Her results suggest she needs 25mcg dose increase in Levo and retest in another 6-8 weeks
Tes her tests were done correctly. She is currently taking 75 mcg.
So she must get dose increased to 100mcg daily and retest again after at least 8 weeks
Meanwhile working on low vitamin levels essential
Ferritin at least over 70
Test vitamin D, folate and B12 too
NHS easy postal kit vitamin D test £31 via
He folate was far too low in last test
Is she now taking daily vitamin B complex
Presumably her hypothyroidism is autoimmune
Is she in gluten free and/or dairy free diet
Yes her iron was still low but I have no numbers to look at. I have urged her to take some Three Arrows Heme iron.

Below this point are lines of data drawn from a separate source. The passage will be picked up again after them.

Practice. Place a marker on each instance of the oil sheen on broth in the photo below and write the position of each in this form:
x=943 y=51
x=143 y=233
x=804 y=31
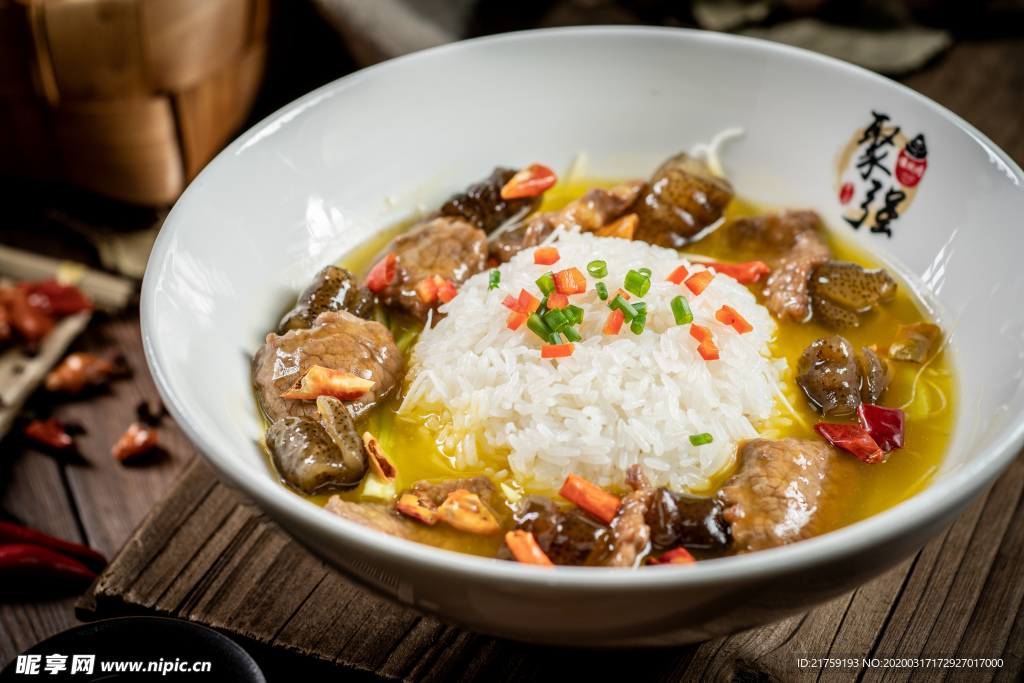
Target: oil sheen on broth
x=924 y=392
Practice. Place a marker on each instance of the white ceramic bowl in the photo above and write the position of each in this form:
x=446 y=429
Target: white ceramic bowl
x=325 y=173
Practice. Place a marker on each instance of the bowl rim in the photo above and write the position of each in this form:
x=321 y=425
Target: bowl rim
x=282 y=504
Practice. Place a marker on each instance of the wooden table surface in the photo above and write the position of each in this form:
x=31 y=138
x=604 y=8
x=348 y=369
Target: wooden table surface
x=961 y=595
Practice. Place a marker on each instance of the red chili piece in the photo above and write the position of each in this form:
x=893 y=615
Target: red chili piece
x=22 y=559
x=54 y=298
x=15 y=534
x=49 y=432
x=886 y=425
x=852 y=438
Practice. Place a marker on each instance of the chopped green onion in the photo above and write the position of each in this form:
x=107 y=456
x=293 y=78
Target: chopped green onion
x=620 y=303
x=637 y=284
x=555 y=319
x=700 y=439
x=547 y=282
x=597 y=268
x=681 y=309
x=538 y=326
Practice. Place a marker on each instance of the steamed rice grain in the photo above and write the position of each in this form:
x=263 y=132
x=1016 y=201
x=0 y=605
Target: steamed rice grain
x=617 y=400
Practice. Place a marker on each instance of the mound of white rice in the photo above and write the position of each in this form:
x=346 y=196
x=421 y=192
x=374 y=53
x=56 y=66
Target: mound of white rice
x=619 y=399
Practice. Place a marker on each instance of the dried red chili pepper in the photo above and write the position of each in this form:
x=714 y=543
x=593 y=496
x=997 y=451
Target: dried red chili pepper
x=135 y=441
x=30 y=322
x=853 y=438
x=50 y=432
x=886 y=425
x=22 y=559
x=15 y=534
x=78 y=371
x=54 y=298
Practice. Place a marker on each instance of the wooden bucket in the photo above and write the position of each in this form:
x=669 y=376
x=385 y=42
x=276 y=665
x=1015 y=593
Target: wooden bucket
x=128 y=98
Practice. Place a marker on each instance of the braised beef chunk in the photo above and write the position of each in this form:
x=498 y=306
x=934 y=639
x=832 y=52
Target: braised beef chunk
x=568 y=537
x=682 y=199
x=691 y=521
x=332 y=289
x=482 y=204
x=450 y=248
x=837 y=380
x=480 y=485
x=778 y=492
x=373 y=515
x=791 y=245
x=337 y=341
x=594 y=210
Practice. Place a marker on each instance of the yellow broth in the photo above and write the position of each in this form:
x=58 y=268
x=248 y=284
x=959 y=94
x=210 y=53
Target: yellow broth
x=924 y=392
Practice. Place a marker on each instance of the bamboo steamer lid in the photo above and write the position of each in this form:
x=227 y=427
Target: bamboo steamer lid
x=128 y=98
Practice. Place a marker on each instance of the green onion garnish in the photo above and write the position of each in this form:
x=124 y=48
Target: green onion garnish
x=555 y=319
x=637 y=284
x=620 y=303
x=547 y=282
x=538 y=326
x=597 y=268
x=681 y=309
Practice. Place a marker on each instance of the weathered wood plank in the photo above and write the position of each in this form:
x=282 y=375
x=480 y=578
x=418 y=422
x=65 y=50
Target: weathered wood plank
x=113 y=498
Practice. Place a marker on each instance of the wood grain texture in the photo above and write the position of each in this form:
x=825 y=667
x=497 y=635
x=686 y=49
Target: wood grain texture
x=96 y=49
x=207 y=556
x=186 y=41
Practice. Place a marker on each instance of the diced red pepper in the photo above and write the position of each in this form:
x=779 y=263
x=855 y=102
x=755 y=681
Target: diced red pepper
x=557 y=350
x=445 y=290
x=525 y=549
x=382 y=273
x=698 y=282
x=747 y=272
x=728 y=315
x=528 y=302
x=517 y=317
x=54 y=298
x=426 y=289
x=50 y=432
x=546 y=255
x=557 y=300
x=614 y=323
x=530 y=181
x=885 y=425
x=853 y=438
x=587 y=497
x=674 y=556
x=570 y=281
x=678 y=275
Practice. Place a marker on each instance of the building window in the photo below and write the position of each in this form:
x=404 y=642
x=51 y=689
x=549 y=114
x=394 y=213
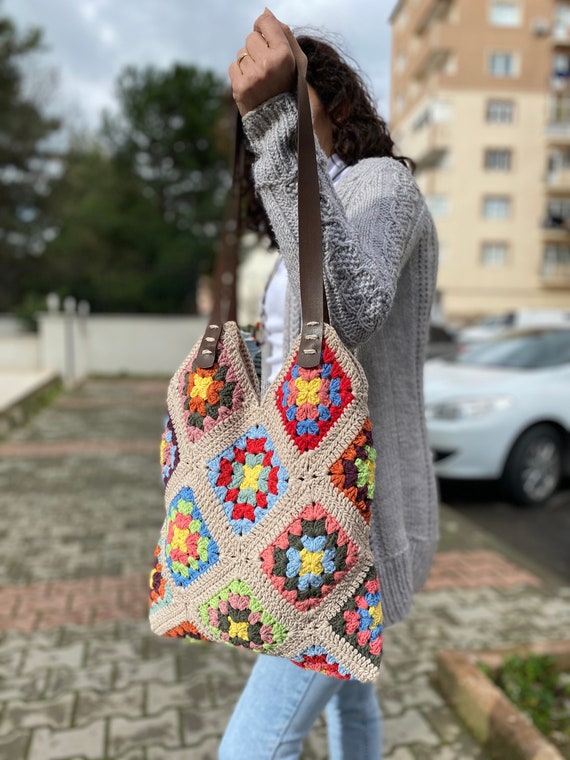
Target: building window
x=556 y=259
x=500 y=111
x=401 y=62
x=502 y=65
x=559 y=109
x=504 y=13
x=498 y=160
x=558 y=213
x=496 y=207
x=494 y=254
x=438 y=205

I just looked at her previous results, her iron was rock bottom. I was there too a few years ago. I couldn’t tolerate iron tablets (digestive issues). I felt so unwell. I was really encouraged by this forum to push for a referral to haemotology and in meantime get an iron infusion privately. Good advice! It was/is iron deficiency anaemia. I get iron infusions on NHS if my ferritin goes near 30. My ferritin is around 145 now and my last iron infusion was Oct 2022. Tranexamic acid for heavy periods has helped with maintaining. Hope this helps.
You said that she is on B complex, which would contain biotin. Did she stop her B complex 7 days prior to her labs? Biotin doesn't harm the thyroid but it DOES give incorrect lab results. It will show TSH numbers lower than they actually are and FT4 and FT3 results higher than they actually are. It can also affect thyroglobulin results. Some sources say 2 days prior but many Drs recommend a week.
She isn't taking any B complex vits and says she feels ok which is probably why she is being a bit relaxed about tackling her iron and thyroid meds. Before crashing I think this is often the case though and I really want to prevent that happening because I know how difficult it is to improve after hitting rock bottom. I think this is why it took me so long to be diagnosed in the beginning. I just put feeling up and down emotionally to circumstances and as I had only ever experienced colds and flu at that point I didn't understand that it was possible to be ill and not be aching with a temperature. Thyroids are tricky arent they? We experience such a diverse range of symptoms.